Page 1 of 2 12 Last
  • Jump to page:
    #1
  1. No Profile Picture
    Registered User
    Devshed Newbie (0 - 499 posts)

    Join Date
    Jun 2013
    Posts
    8
    Rep Power
    0

    Log parsing using an array


    Hello all. I'm an ex programmer trying to learn perl and having a problem with some code.

    My goal is to write a script I can run against log files to throw out records that are noise so I can see anomalies.
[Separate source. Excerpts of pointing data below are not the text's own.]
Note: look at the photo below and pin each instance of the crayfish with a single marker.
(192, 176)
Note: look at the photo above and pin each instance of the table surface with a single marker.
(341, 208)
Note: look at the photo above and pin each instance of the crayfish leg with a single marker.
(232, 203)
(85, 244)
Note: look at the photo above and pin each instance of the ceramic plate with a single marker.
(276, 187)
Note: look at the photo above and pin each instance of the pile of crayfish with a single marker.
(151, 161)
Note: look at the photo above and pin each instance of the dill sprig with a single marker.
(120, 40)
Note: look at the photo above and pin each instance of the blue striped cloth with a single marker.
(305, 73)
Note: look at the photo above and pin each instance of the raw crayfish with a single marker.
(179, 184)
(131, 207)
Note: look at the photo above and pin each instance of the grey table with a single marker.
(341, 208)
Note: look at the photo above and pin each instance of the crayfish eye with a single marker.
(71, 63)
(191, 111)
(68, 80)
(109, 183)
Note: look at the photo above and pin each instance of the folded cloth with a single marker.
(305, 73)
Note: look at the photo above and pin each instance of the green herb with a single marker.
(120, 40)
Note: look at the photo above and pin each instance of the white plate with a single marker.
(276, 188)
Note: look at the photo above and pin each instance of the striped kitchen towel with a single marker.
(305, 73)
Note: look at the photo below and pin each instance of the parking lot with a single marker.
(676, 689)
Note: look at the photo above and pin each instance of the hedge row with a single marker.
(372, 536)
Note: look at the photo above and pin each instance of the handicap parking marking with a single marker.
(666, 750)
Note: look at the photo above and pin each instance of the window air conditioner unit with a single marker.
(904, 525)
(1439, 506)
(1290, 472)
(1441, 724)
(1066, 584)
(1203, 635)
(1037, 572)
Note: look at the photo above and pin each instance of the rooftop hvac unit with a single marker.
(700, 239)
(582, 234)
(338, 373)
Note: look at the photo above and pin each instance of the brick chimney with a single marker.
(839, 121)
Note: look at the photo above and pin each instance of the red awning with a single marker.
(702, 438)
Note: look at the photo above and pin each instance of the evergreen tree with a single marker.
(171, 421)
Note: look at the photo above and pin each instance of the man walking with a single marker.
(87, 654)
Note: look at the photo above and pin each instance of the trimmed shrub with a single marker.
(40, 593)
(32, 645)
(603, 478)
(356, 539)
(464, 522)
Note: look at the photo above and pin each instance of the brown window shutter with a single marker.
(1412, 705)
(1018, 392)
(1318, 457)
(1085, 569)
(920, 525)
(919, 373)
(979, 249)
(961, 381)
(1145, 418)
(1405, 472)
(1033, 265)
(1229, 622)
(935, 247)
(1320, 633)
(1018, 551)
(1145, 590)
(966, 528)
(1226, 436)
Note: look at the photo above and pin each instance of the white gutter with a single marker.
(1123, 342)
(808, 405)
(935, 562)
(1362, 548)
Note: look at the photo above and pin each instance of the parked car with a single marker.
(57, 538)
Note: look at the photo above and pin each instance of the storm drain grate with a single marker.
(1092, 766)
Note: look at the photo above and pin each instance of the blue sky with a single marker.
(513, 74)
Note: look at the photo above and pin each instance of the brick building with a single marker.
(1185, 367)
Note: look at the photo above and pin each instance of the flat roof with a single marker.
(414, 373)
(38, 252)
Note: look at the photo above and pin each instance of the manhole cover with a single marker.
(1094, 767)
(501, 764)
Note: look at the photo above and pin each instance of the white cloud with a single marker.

    My log file has a code in each record. I created a list of codes I don't care about and stored them as a list in a file named ASA-Codes.txt. My intention is to read this list into an array, and then compare each element of the array to each record in a syslog.log file. If records do not match elements of the array they will be written out to a file.

    (I will also modify the regex used to compare the array elements (or use a command line option) to do the reverse and write out to a file all matches to the array elements.)

    I've tried several different ways to do this but every way results in unwanted/invalid output.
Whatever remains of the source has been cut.